The other back likely to contribute as a starter is Trey Smith. The 6-0, 220-pound Mississippi native returns as one of the more experienced backs on the roster, having appeared in 11 games last season and all 13 games in 2016. He finished the 2017 campaign with 21 carries for 124 yards.
The Up & Comers
Ask Head Coach Bobby Petrino, and he’ll tell you that redshirt freshman Colin Wilson is “probably the most talented of the group as far as his size and speed and agility.” Ranked as a four-star recruit by 247Sports and Rivals.com, the 6-1, 230-pound bruiser was formerly the second ranked running back out of Florida and the second-highest recruit in Louisville’s 2017 class. During his scholastic career, Wilson rushed for 3,931 yards and 67 touchdowns while accounting for 4,355 all-purpose yards. Appearing in his first year with the team, he finished with six rushes for 69 yards.

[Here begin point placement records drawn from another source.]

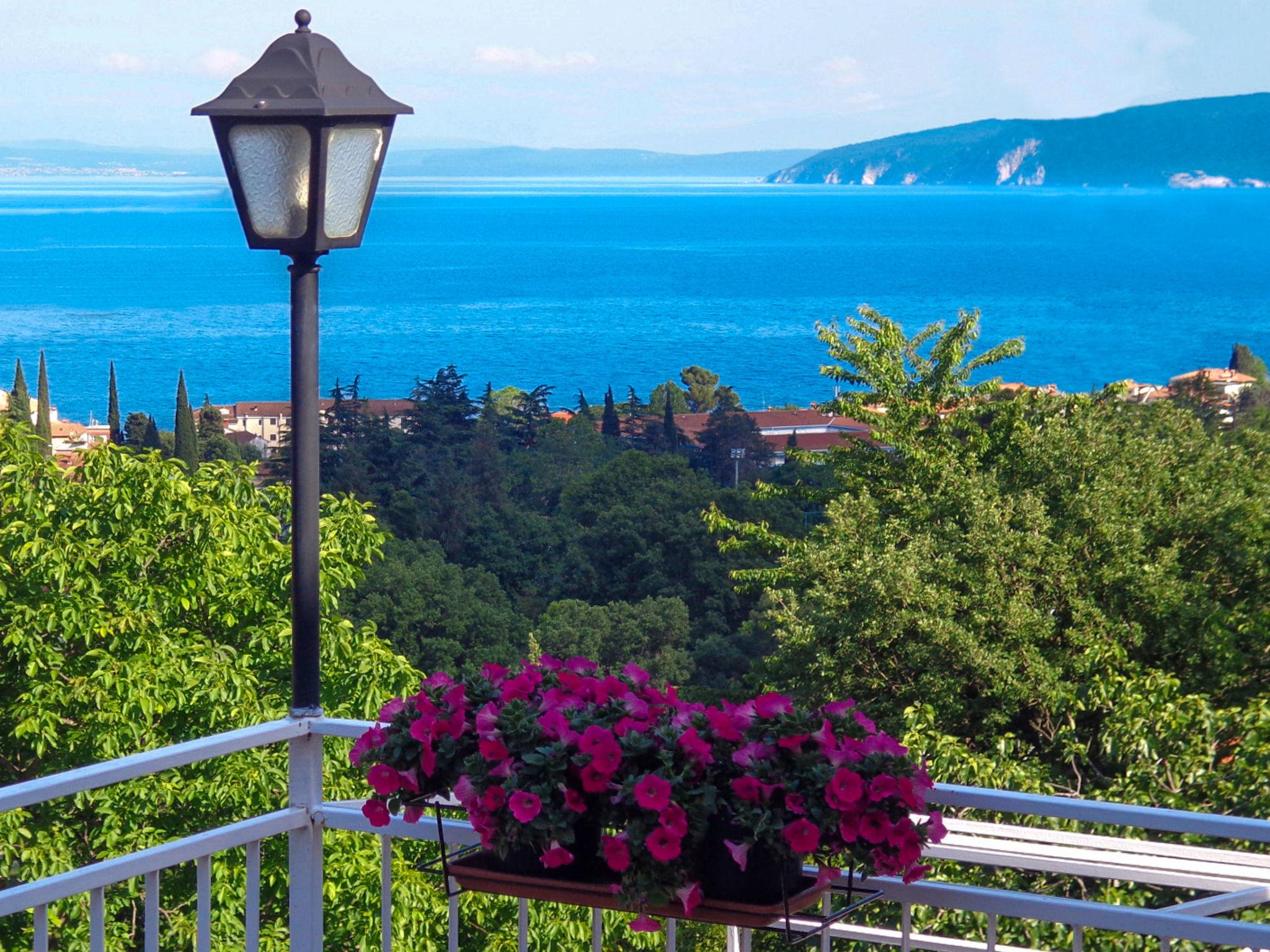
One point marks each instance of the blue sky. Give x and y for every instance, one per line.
x=681, y=75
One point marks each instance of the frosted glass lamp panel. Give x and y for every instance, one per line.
x=272, y=165
x=352, y=155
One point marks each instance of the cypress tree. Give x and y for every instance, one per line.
x=609, y=425
x=187, y=437
x=43, y=408
x=151, y=439
x=112, y=414
x=19, y=398
x=670, y=432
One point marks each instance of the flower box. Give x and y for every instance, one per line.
x=624, y=787
x=483, y=873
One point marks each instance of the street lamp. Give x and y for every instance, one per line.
x=303, y=135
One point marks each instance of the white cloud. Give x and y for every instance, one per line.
x=122, y=63
x=530, y=60
x=223, y=63
x=843, y=71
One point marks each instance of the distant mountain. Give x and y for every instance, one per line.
x=55, y=157
x=1222, y=141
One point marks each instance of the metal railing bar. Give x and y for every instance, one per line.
x=1197, y=876
x=893, y=937
x=203, y=889
x=1226, y=903
x=453, y=933
x=385, y=894
x=180, y=851
x=151, y=912
x=1093, y=840
x=1073, y=912
x=1148, y=818
x=340, y=728
x=125, y=769
x=97, y=919
x=338, y=816
x=41, y=930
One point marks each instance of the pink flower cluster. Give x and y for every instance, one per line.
x=543, y=752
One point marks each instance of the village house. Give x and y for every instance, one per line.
x=271, y=419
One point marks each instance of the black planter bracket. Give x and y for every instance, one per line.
x=441, y=865
x=855, y=895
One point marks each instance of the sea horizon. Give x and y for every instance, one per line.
x=587, y=283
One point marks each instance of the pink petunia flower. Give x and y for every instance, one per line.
x=556, y=857
x=595, y=781
x=618, y=855
x=771, y=705
x=874, y=827
x=653, y=792
x=664, y=844
x=374, y=738
x=690, y=895
x=525, y=806
x=493, y=748
x=378, y=813
x=384, y=780
x=883, y=787
x=803, y=835
x=843, y=790
x=675, y=821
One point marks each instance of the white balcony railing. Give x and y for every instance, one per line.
x=1223, y=880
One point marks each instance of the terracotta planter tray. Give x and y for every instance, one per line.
x=479, y=874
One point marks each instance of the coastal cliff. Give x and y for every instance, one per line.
x=1217, y=143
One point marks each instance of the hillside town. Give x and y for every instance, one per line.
x=260, y=426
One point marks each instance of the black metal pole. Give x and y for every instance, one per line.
x=305, y=489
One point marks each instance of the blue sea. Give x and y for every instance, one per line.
x=584, y=284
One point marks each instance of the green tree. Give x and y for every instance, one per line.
x=135, y=428
x=186, y=444
x=112, y=414
x=671, y=390
x=701, y=385
x=652, y=632
x=19, y=398
x=151, y=438
x=43, y=407
x=610, y=425
x=145, y=606
x=1244, y=361
x=442, y=617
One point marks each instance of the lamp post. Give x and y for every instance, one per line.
x=303, y=135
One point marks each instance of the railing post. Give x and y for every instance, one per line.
x=304, y=847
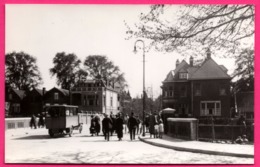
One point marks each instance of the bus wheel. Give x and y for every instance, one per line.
x=51, y=133
x=69, y=131
x=80, y=128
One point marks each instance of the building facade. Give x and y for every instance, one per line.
x=96, y=97
x=197, y=90
x=34, y=101
x=14, y=102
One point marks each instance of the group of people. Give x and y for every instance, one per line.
x=156, y=126
x=120, y=124
x=33, y=121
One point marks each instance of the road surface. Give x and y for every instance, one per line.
x=35, y=146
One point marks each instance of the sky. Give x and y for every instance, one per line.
x=44, y=30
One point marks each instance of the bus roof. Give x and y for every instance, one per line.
x=61, y=105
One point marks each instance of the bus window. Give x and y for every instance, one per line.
x=67, y=112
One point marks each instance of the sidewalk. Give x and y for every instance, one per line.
x=237, y=150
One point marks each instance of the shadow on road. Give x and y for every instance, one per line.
x=33, y=137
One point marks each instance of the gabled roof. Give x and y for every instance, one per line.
x=63, y=91
x=223, y=68
x=209, y=70
x=20, y=93
x=182, y=65
x=170, y=76
x=39, y=91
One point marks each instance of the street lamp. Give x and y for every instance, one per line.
x=135, y=51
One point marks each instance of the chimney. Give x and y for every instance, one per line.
x=43, y=91
x=177, y=63
x=208, y=53
x=191, y=61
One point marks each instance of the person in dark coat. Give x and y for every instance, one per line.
x=41, y=121
x=119, y=127
x=132, y=123
x=113, y=119
x=97, y=124
x=92, y=128
x=107, y=126
x=33, y=122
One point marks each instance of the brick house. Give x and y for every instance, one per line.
x=197, y=91
x=245, y=104
x=14, y=102
x=96, y=97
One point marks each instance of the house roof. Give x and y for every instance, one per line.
x=209, y=69
x=64, y=91
x=39, y=91
x=20, y=93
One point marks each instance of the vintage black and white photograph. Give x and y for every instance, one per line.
x=129, y=84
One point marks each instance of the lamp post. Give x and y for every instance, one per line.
x=135, y=50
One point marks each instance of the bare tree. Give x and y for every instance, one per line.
x=21, y=71
x=187, y=28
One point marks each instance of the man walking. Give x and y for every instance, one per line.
x=132, y=123
x=107, y=126
x=119, y=127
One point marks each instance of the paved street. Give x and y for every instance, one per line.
x=35, y=146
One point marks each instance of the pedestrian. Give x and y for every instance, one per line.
x=156, y=130
x=119, y=127
x=138, y=127
x=242, y=122
x=33, y=122
x=161, y=129
x=113, y=119
x=41, y=121
x=92, y=127
x=132, y=124
x=106, y=126
x=245, y=140
x=239, y=140
x=97, y=124
x=126, y=123
x=151, y=124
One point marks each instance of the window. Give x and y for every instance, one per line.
x=10, y=96
x=210, y=108
x=170, y=93
x=222, y=90
x=183, y=91
x=111, y=101
x=16, y=108
x=183, y=75
x=165, y=93
x=104, y=100
x=84, y=101
x=197, y=89
x=56, y=96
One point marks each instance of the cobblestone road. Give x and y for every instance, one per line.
x=35, y=146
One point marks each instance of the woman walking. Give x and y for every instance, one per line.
x=107, y=126
x=119, y=127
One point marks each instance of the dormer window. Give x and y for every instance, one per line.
x=183, y=75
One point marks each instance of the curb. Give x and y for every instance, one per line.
x=198, y=150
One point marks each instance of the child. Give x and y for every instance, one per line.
x=161, y=129
x=156, y=130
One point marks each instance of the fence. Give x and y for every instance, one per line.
x=214, y=132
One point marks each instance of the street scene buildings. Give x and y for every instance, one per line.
x=76, y=93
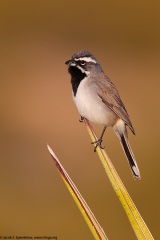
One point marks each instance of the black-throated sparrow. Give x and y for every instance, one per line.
x=98, y=100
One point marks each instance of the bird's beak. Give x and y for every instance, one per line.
x=70, y=62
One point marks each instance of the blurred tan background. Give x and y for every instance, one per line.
x=36, y=38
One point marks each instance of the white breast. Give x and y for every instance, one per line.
x=90, y=106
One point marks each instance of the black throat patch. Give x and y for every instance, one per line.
x=76, y=77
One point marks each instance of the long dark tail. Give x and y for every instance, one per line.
x=130, y=156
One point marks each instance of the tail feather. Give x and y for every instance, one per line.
x=130, y=156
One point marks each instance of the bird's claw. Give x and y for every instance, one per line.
x=81, y=119
x=98, y=144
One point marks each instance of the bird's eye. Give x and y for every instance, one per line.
x=82, y=62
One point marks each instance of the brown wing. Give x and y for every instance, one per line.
x=110, y=96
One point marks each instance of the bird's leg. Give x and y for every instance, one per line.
x=99, y=141
x=81, y=119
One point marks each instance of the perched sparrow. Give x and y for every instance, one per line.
x=98, y=100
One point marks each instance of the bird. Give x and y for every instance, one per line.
x=98, y=101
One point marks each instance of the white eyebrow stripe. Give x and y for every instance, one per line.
x=86, y=59
x=83, y=71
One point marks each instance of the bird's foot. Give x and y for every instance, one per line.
x=98, y=144
x=81, y=119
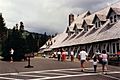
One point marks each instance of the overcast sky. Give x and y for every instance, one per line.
x=49, y=16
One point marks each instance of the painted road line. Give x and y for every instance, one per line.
x=9, y=78
x=70, y=71
x=31, y=75
x=55, y=73
x=112, y=77
x=78, y=75
x=57, y=77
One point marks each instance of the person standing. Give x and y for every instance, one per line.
x=95, y=61
x=59, y=55
x=104, y=57
x=72, y=55
x=83, y=55
x=11, y=54
x=63, y=57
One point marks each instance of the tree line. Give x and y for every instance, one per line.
x=22, y=41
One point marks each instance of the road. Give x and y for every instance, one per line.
x=51, y=69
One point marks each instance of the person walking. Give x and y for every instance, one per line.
x=72, y=55
x=63, y=57
x=83, y=55
x=11, y=54
x=59, y=55
x=95, y=61
x=104, y=57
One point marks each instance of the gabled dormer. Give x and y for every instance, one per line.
x=113, y=15
x=86, y=25
x=99, y=20
x=69, y=32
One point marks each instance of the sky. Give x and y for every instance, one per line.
x=49, y=16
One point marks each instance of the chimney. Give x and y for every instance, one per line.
x=71, y=18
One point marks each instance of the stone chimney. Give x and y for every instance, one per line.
x=71, y=18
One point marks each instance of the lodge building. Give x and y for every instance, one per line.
x=93, y=31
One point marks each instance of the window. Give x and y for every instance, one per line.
x=115, y=18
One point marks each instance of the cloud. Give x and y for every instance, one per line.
x=46, y=15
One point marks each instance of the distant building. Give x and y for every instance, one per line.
x=93, y=31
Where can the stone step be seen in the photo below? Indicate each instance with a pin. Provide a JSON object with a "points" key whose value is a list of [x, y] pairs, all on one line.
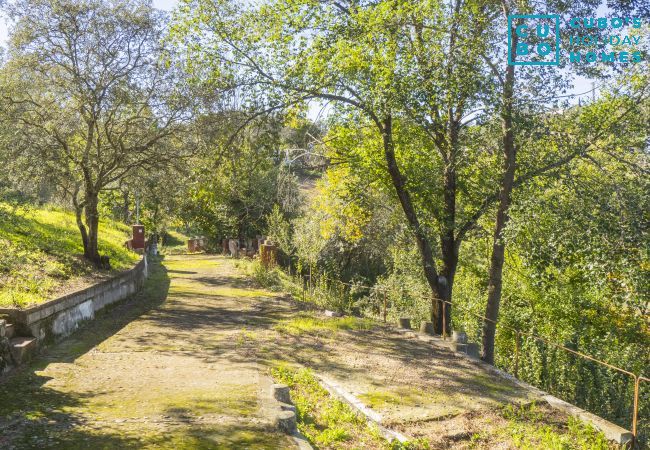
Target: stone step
{"points": [[22, 348]]}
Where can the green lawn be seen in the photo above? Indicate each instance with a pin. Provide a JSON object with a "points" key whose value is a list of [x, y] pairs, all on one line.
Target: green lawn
{"points": [[41, 253]]}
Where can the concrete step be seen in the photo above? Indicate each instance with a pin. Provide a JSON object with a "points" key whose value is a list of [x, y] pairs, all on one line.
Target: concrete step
{"points": [[22, 349]]}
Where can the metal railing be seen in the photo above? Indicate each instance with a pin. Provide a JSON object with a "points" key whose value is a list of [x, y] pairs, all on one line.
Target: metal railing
{"points": [[636, 378]]}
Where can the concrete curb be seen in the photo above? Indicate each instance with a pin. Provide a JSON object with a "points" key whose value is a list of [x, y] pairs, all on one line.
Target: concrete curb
{"points": [[611, 431], [337, 391], [285, 419]]}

There’s a lot to like about this guy but be cautiously optimistic; in his short time with the Cards, he’s suffered a season-ending ACL tear against Murray State and previously underwent surgery to have a plate inserted into his hand after breaking it during fall camp. It’s also worth noting that prior to arriving at Louisville, he suffered an ACL tear in his opposite knee late in his junior year.
Another guy poised to step into a larger role is Tobias Little. Originally a linebacker, Little made the switch to offense in 2017 and appeared in nine games as a fullback, where he demonstrated powerful blocking skills and an ability to catch the ball out of the backfield. In April, Coach Petrino tabbed the redshirt sophomore as a running back and indicated he would have every opportunity to compete his way into the rotation. With injuries plaguing so many of the other backs previously mentioned, Little’s 13 carries for 77 yards and a score during the spring game highlighted a glimpse of his potential.
Rounding out the talent pool are juniors Harry Trotter and Malik Staples, and redshirt freshmen Maurice Burkley and Taveon Graves. Trotter is the only other back to have logged any rushing stats in 2017, and Staples has appeared mostly as a contributor on special teams. Both Burkley and Graves have yet to see significant action in a Cardinals uniform.
The 2018 class welcomed the addition of Javian Hawkins and Hassan Hall into the backfield as guys known for their impressive quickness and agility. Hawkins, who played slot receiver and returned kicks in addition to his running back duties, was ranked as last year’s no. 21 all-purpose back in the nation by 247Sports. He finished his scholastic career with over 4,000 yards rushing, 40 touchdowns and has been timed at 4.37 seconds in the 40-yard dash.
Hassan Hall is a three-star athlete from Georgia, where he starred as a two-way starter for Maynard Jackson High. He boasts a 10.3 second 100-meter dash and completes the group of backs on the depth chart.